Support for General Recursion

In this lecture, we shall consider the support for the general case of recursion.

We shall also restrict the implementation somewhat in order to
illustrate the important points without “going overboard” on the complexities.

In FORTRAN terms, there are two classes of procedures.

    Functions        Those procedures that return a value and, in the ideal case, have
                            no effect on the calling program other than passing that value.

    Subroutines     Those procedures that perform general actions and optionally
                            can alter a number of variables in the calling program.

In this lecture, everything will be called a procedure.

The issues to be addressed in providing for recursion are as follows:

    1.   Passing the return address.

    2.   Passing the arguments to the procedure.

    3.   Handling variables declared locally in the procedure, whose scope does not extend
          beyond that procedure; they cannot be used directly in the calling program.


Outline of the Lecture

We shall cover the topics in roughly the sequence below.

    1.   The assumptions defining the context in which recursion is used.

    2.   The idea of generalizing the stack to provide efficient support for recursion.

    3.   Allocation of areas of the stack for arguments to the procedure and
          variables local to the procedure.

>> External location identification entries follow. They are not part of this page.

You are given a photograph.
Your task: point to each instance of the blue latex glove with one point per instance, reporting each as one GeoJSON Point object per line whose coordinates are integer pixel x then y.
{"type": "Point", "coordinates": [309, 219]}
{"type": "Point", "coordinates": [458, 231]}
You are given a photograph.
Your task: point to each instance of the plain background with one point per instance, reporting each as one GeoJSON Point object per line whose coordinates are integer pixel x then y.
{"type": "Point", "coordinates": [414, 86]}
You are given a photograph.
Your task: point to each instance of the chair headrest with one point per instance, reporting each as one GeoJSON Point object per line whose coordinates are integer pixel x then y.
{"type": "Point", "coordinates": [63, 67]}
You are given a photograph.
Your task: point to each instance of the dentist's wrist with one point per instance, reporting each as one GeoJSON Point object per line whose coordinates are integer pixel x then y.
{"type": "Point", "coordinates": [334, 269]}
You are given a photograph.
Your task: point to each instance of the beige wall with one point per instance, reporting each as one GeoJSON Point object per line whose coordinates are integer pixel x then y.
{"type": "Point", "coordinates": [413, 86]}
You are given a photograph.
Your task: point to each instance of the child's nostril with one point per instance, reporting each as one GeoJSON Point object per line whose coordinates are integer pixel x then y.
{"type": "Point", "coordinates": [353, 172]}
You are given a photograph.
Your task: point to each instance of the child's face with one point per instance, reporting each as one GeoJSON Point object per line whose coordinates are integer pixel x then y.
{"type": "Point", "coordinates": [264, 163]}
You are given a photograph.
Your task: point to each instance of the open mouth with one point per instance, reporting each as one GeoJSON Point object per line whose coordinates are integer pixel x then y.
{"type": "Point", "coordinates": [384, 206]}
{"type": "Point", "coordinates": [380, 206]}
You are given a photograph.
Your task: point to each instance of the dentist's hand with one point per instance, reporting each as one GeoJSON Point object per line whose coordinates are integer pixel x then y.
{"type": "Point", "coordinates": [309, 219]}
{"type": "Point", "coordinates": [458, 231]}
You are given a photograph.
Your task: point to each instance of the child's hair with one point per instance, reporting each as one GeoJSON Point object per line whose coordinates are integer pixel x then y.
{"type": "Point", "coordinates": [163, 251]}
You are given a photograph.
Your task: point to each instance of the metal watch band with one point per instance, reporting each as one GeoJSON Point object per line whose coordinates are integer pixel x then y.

    4.   Declaration of static variables with scope local to the procedure.  In Java, these
          may be called class variables.

    5.   Call by value and call by reference.  Writing code to access each of these
          as stored on the stack, and how to modify arguments passed by reference.

    6.   A few modest proposals for increasing the security of the run–time system,
          and consideration of the difficulties in their implementation.

 


Assumption 1: The Linkage Code is Consistent

The high–level description of the procedure linkage problem is as follows.

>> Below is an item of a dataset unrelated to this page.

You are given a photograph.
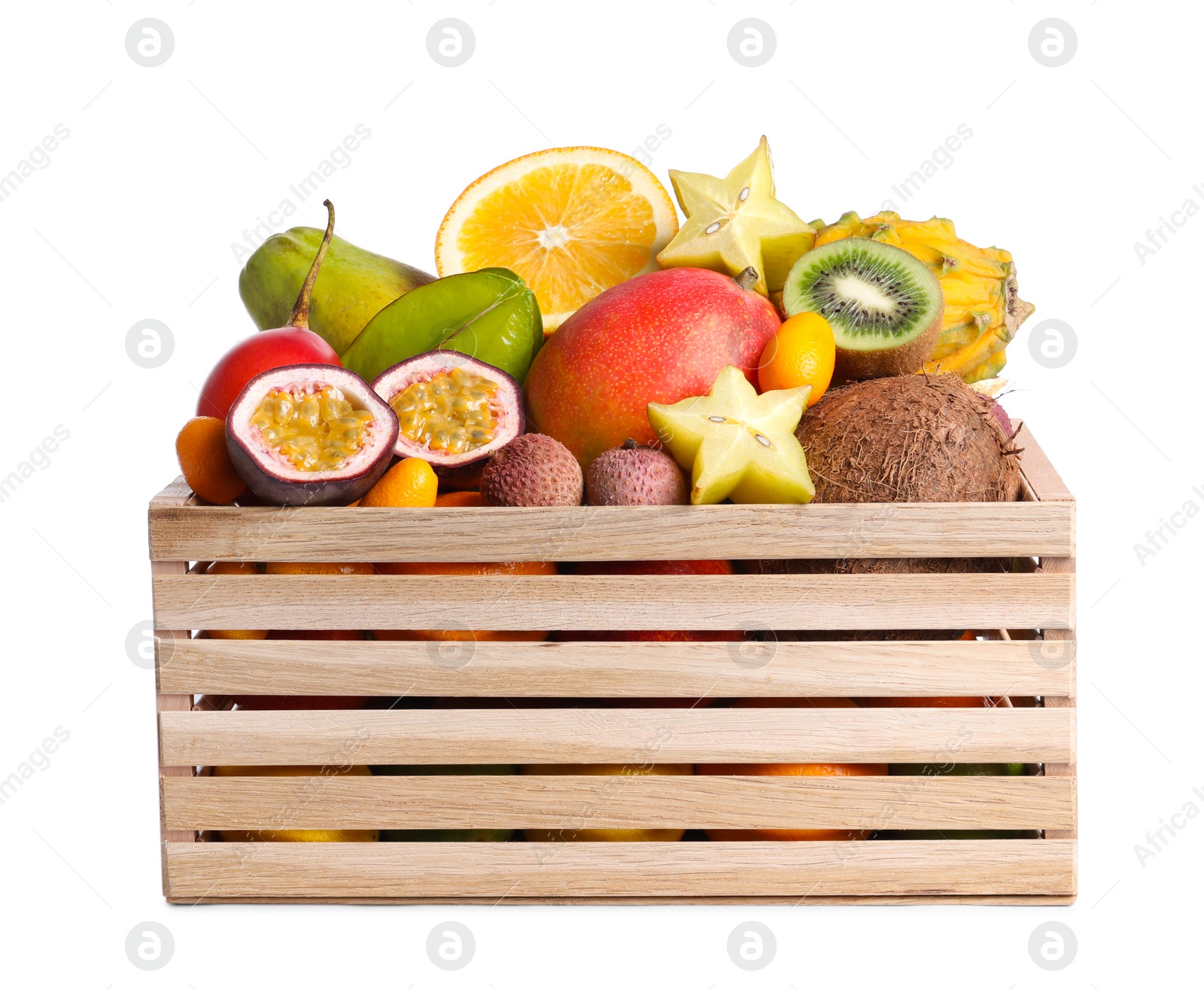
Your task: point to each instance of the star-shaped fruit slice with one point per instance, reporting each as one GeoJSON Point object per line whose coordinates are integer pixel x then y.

    1.   The calling program invokes the procedure.

          a)   It places the return address on the stack.

          b)   It places the arguments on the stack.

    2.   The called procedure receives control.

          a)   It modifies the stack to create room for its variables with local scope.

          b)   It accesses the arguments and uses them as specified.

Thus we must have two sections of code that must be consistent.  Design of the
calling code will force the design of the receiving code.

In particular, the handling of arguments passed by value must be different from
that for arguments passed by reference.

In this lecture, my assumption is that the assembly language I write for each section
will be emitted by a well–designed compiler, so that consistency is enforced.

Assumption 2: The Executable Code is Loaded Statically

The assumption here is that each block of code (main program, subroutine, function, etc.)
is loaded into memory once, and that this loading is at an address that remains fixed
during the execution of the program.

Variables corresponding to data declarations within a procedure are static.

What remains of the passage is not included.